Five lines order said: “Reasons to be recorded later. We find the review petitions barred by time and the precedents cited distinguishable. On merit, the petitions do not fall on the purview of the review therefore both the petitions filed by him (Pervez Musharraf) are dismissed.”
Musharraf on December 13, 2013 had filed the two review petitions against July 2009 judgment, delivered on the petitions filed by Nadeem Ahmed and Sindh High Court Bar Association (SHCBA). Musharraf petitions were time barred by four years and five months, but his counsels mainly relied on Mian Nawaz Sharif case.
In the three days, Musharraf counsels failed to impress the 14-member bench, as they quoted irrelevant judgments and incidents.
During Thursday’s proceeding, the court asked from Sharifuddin Pirzada whether through an appeal he wanted forgiveness for his client. He replied: “I would not ask for this.” Similarly when Satti was pointed out that he had not referred to any mode of judgment for fair trial of his client. His terse reply was “the court could accept or reject the review petitions”.

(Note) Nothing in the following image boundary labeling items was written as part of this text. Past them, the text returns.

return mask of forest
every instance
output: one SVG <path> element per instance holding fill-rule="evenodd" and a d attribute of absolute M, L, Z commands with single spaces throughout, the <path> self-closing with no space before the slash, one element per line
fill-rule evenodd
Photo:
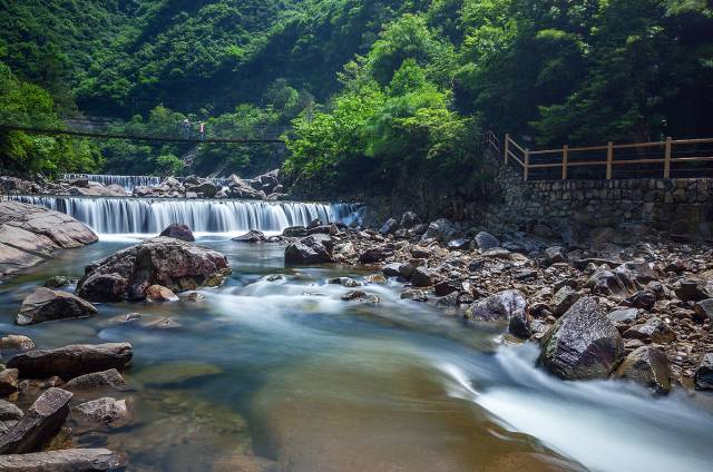
<path fill-rule="evenodd" d="M 0 0 L 0 122 L 283 136 L 275 145 L 2 131 L 3 168 L 257 173 L 330 191 L 479 175 L 478 132 L 531 147 L 713 136 L 706 0 Z M 193 167 L 183 157 L 193 154 Z M 354 178 L 358 176 L 359 178 Z"/>

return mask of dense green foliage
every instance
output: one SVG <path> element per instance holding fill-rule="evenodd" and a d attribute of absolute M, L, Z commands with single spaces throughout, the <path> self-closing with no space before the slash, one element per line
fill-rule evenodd
<path fill-rule="evenodd" d="M 56 118 L 76 100 L 141 134 L 188 118 L 274 137 L 294 121 L 287 153 L 104 144 L 110 171 L 186 173 L 189 157 L 253 173 L 286 156 L 324 189 L 467 184 L 484 129 L 533 146 L 713 135 L 706 0 L 0 0 L 0 55 Z"/>

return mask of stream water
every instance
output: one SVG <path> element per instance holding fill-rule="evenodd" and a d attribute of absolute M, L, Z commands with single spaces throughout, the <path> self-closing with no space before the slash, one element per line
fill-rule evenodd
<path fill-rule="evenodd" d="M 326 279 L 368 273 L 285 268 L 280 245 L 201 237 L 233 275 L 197 303 L 100 304 L 94 318 L 12 324 L 45 279 L 79 277 L 136 242 L 102 239 L 0 284 L 2 333 L 43 348 L 134 345 L 133 390 L 118 394 L 133 423 L 77 440 L 127 452 L 129 470 L 711 470 L 710 397 L 560 382 L 534 367 L 535 347 L 505 343 L 504 326 L 402 301 L 395 282 L 363 287 L 379 304 L 342 302 L 348 288 Z M 123 323 L 129 312 L 141 318 Z M 162 317 L 182 326 L 149 325 Z"/>

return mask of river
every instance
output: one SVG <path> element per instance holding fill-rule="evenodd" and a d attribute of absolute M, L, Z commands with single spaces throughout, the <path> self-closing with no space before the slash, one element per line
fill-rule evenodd
<path fill-rule="evenodd" d="M 224 235 L 233 275 L 198 303 L 98 305 L 88 319 L 12 324 L 22 298 L 53 275 L 138 238 L 104 235 L 0 285 L 0 331 L 39 347 L 128 341 L 134 421 L 81 446 L 129 454 L 137 471 L 709 471 L 713 402 L 653 399 L 619 382 L 566 383 L 534 367 L 537 350 L 504 326 L 364 288 L 342 302 L 343 267 L 285 268 L 284 247 Z M 74 286 L 70 288 L 74 289 Z M 123 323 L 136 312 L 141 319 Z M 180 327 L 148 326 L 170 317 Z"/>

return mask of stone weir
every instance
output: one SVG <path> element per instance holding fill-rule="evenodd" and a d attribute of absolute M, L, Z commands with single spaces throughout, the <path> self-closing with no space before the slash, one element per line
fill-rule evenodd
<path fill-rule="evenodd" d="M 362 214 L 359 205 L 339 203 L 23 195 L 11 198 L 70 215 L 98 234 L 156 235 L 172 223 L 186 224 L 196 233 L 277 233 L 290 226 L 306 226 L 315 218 L 324 223 L 360 223 Z"/>

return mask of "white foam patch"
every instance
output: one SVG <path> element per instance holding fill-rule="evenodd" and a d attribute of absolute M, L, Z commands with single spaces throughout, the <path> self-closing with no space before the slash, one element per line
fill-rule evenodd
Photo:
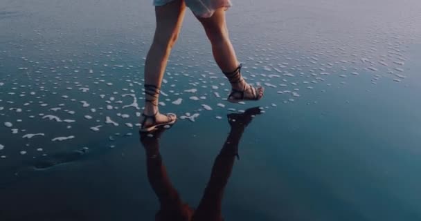
<path fill-rule="evenodd" d="M 172 102 L 172 104 L 180 105 L 180 104 L 181 104 L 181 102 L 183 102 L 183 99 L 179 98 L 177 99 L 176 99 L 175 101 Z"/>
<path fill-rule="evenodd" d="M 75 136 L 69 136 L 69 137 L 55 137 L 55 138 L 53 138 L 51 139 L 51 141 L 64 141 L 64 140 L 71 140 L 75 138 Z"/>
<path fill-rule="evenodd" d="M 190 99 L 192 99 L 194 101 L 198 101 L 199 100 L 199 97 L 196 97 L 196 96 L 192 96 L 189 97 Z"/>
<path fill-rule="evenodd" d="M 36 137 L 36 136 L 45 136 L 45 134 L 44 133 L 28 133 L 28 134 L 26 134 L 24 135 L 22 138 L 28 138 L 28 139 L 30 139 L 33 137 Z"/>
<path fill-rule="evenodd" d="M 196 89 L 196 88 L 192 88 L 192 89 L 189 89 L 189 90 L 184 90 L 184 92 L 188 92 L 188 93 L 196 93 L 196 92 L 197 92 L 197 89 Z"/>
<path fill-rule="evenodd" d="M 116 126 L 118 126 L 118 124 L 114 122 L 112 119 L 111 119 L 111 118 L 108 116 L 105 117 L 105 124 L 113 124 Z"/>
<path fill-rule="evenodd" d="M 136 98 L 136 95 L 134 94 L 126 94 L 126 95 L 121 95 L 122 97 L 126 97 L 126 96 L 131 96 L 133 97 L 133 103 L 132 103 L 131 104 L 129 105 L 125 105 L 123 106 L 123 108 L 129 108 L 129 107 L 133 107 L 135 108 L 137 110 L 140 110 L 141 108 L 139 107 L 138 104 L 137 103 L 137 99 Z"/>
<path fill-rule="evenodd" d="M 207 105 L 207 104 L 202 104 L 202 105 L 201 105 L 201 106 L 203 106 L 203 108 L 204 108 L 205 110 L 212 110 L 212 108 L 211 108 L 210 106 Z"/>
<path fill-rule="evenodd" d="M 190 121 L 194 122 L 196 120 L 196 118 L 197 118 L 197 117 L 199 117 L 199 115 L 200 115 L 199 113 L 195 113 L 190 116 L 190 113 L 186 113 L 186 116 L 181 116 L 180 119 L 190 119 Z"/>
<path fill-rule="evenodd" d="M 89 128 L 89 129 L 91 129 L 91 131 L 100 131 L 100 127 L 102 127 L 102 125 L 98 125 L 98 126 L 92 126 L 91 128 Z"/>
<path fill-rule="evenodd" d="M 91 106 L 91 104 L 88 104 L 88 102 L 87 102 L 85 101 L 81 101 L 80 103 L 82 104 L 82 106 L 84 108 L 87 108 L 87 107 L 89 107 L 89 106 Z"/>
<path fill-rule="evenodd" d="M 222 108 L 224 108 L 224 107 L 225 107 L 225 104 L 221 104 L 221 103 L 218 103 L 218 104 L 217 104 L 217 106 L 220 106 L 220 107 L 222 107 Z"/>

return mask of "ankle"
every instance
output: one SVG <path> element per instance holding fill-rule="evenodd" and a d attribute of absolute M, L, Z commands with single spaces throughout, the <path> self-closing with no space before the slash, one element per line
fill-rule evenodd
<path fill-rule="evenodd" d="M 147 102 L 145 104 L 145 109 L 143 110 L 143 113 L 148 115 L 154 115 L 156 112 L 158 112 L 158 107 L 151 104 Z"/>
<path fill-rule="evenodd" d="M 231 87 L 235 90 L 242 90 L 244 88 L 246 84 L 246 81 L 243 79 L 237 83 L 231 83 Z"/>

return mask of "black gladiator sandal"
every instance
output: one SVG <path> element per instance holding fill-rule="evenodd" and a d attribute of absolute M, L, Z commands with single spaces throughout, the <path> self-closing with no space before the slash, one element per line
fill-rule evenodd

Pirzada in his argument referred to SC judgments delivered in cases of Nusrat Bhutto and Zafar Ali Shah. Justice Saqib Nisar asked what he wanted to prove with these judgments. The counsel said the Supreme Court had validated the Emergency and Martial Law in the past. He said in the past constitutional deviation had been taking place and the apex court had condoned them.
Justice Saqib asked him if he wanted the court to validate Musharraf’s extra-constitutional measure and the future unconstitutional actions. Pirzada said he did not want licence for the future, adding, “I think it (Musharraf Emergency) is liable to be condoned”.
Justice Khilji Arif Hussain remarked that on Wednesday Ibrahim Satti said that the then Prime Minister Shaukat Aziz in his letter to Musharraf also mentioned that 1,000 persons have been killed. He asked the learned counsel that as more than 6,000 persons were killed in 2013, should emergency be imposed.
Pirzada also referred many incidents when emergency was imposed in other countries as well. He said in Canada the governor general on the request of the prime minister suspended the parliament. In 1975-77 Indra Ghandi imposed emergency in India and suspended the judges.
The senior counsel informed the court what Quaid-e-Azam visualised about Supreme Court. Justice Jawwad S Khawaja asked him to tell what Quaid said about Emergencies and Martial Laws. Pirzada didn’t reply to the query but said that in 1925 the Quaid lunched the movement to abolish the Privy Counsel and demanded establishment of Supreme Court of India. He said Quaid wanted that Supreme Court only hear the appeals on the Civil and Criminal side.
Justice Azmat told him that they were hearing the review petitions and not the petition on the amendment of the constitution. “There is no nexus between argument and the review petitions.” Justice Khosa said that it was not the public forum for debate. Then Pirzada started telling about the Charter of Democracy. But the court refused to hear his irrelevant arguments.
On the conclusion of Pirzada’s arguments Ibrahim Satti again came on the rostrum and said this court should do something about his client as criminal complaint has been filed. He said that his client is in the cage. Justice Nasirul Mulk remarked: “We think he is in the hospital and not in the cage.” The court after hearing the arguments reserved the judgment and after the break announced the short order, while its reasons would be announced later.